Water Trails by Altamaha RiverKeeper

Water Trails

By Dorinda Dallmeyer

If you want to experience the mighty Altamaha watershed firsthand, it’s now possible to paddle 443 miles on designated water trails from near the river’s headwaters east of Lithonia all the way to Darien. It’s not quite “from the summit to the sea” but a paddler can experience the journey that raindrops take from the Piedmont to the coastal marshes.

The Yellow River Water Trail runs for 55 miles south from Gwinnett County to Jackson Lake, where the confluence of the Yellow, South, and Alcovy Rivers that form the Ocmulgee has lain submerged since 1910. Below the dam, the Ocmulgee Water Trail extends for 250 miles to its confluence with the Oconee River just upstream from the Highway 351 bridge south of Uvalda.  Then the Altamaha Water Trail takes over for the final 137-miles jaunt to its delta.

It’s estimated that Georgia has more than one million paddlers who enjoy this form of home-grown ecotourism and the economic impact is significant.  According to the Georgia River Network, canoeing, kayaking, and rafting contribute $11.3 billion to Georgia economy annually. As a bonus, water trails often require lower implementation costs compared with other forms of economic development.

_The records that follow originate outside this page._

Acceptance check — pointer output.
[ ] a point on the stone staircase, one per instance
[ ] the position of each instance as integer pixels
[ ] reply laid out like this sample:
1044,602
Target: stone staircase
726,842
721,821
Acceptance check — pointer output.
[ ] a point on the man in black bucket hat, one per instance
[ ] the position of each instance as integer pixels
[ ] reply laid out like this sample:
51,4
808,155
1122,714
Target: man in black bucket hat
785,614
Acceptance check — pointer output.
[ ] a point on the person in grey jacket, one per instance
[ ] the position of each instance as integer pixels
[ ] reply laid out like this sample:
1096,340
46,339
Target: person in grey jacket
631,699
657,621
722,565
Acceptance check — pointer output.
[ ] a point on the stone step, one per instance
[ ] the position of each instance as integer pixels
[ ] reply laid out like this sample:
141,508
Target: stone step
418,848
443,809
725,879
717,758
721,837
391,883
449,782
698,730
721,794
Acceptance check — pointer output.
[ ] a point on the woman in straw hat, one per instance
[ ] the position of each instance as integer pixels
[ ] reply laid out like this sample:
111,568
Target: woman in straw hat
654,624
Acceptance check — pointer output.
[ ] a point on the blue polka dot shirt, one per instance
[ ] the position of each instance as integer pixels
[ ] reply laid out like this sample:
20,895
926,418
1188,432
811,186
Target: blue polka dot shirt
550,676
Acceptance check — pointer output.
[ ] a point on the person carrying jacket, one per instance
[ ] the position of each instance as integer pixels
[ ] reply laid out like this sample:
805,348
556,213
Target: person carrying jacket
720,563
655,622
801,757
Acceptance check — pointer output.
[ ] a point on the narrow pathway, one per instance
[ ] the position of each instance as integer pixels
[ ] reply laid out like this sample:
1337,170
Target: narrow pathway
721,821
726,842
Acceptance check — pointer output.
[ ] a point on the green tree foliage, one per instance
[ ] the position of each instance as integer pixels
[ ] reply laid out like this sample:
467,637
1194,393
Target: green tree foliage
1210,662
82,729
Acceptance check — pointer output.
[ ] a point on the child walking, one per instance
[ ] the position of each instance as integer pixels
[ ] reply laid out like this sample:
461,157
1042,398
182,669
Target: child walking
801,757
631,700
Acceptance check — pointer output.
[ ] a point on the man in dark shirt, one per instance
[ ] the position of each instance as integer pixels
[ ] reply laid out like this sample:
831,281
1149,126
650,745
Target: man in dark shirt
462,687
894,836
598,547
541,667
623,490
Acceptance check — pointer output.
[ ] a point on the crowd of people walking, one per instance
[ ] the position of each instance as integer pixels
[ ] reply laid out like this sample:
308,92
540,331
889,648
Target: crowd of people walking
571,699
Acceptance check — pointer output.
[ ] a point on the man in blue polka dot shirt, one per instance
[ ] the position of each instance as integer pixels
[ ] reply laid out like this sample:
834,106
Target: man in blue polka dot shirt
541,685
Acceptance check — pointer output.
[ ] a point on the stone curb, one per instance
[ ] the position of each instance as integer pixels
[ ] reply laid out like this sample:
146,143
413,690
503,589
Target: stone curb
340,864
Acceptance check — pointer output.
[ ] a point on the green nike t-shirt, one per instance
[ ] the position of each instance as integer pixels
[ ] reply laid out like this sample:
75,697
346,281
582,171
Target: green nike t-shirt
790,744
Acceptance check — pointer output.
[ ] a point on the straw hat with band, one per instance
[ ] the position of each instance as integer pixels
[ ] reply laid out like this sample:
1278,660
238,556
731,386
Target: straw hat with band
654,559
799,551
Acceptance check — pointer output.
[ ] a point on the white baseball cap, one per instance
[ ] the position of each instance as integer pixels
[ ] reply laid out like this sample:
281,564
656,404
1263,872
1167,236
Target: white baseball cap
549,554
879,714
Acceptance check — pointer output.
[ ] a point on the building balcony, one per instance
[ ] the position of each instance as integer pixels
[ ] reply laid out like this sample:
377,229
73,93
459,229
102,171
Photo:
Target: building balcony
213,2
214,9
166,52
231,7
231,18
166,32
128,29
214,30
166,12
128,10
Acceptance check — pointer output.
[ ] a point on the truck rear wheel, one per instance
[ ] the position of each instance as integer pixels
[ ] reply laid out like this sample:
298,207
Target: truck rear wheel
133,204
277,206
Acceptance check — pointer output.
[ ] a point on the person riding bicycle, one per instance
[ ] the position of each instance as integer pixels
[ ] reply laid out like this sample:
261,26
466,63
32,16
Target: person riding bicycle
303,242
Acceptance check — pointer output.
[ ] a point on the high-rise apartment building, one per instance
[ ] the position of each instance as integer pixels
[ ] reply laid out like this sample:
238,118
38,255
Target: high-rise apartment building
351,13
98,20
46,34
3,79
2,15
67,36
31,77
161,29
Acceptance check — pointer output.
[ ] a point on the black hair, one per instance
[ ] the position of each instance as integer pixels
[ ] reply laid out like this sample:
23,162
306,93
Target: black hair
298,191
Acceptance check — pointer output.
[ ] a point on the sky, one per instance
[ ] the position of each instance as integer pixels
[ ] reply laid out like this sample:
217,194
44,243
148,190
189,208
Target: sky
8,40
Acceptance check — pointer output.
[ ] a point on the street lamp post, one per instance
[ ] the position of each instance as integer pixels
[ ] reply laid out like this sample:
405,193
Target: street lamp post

During the 2018 legislative session, the Georgia House of Representative unanimously passed a resolution voicing support for the Georgians who thus far have created more than 1000 miles of water trails statewide and encouraging the development of more opportunities for people to reconnect with Georgia’s rivers. And if that 443 miles leaves you wanting more, the Georgia Coast Saltwater Paddling Trail offers another 170 miles of paddling from the Savannah to the St. Mary’s.

For more information about Georgia’s water trails, please visit https://www.garivers.org/gwtc; for information about paddling the Altamaha River or providing philanthropic support to increase river access, contact Jen Hilburn at 912-441-3908 or jen@altamahariverkeeper.org. Jen serves as the Altamaha RiverKeeper.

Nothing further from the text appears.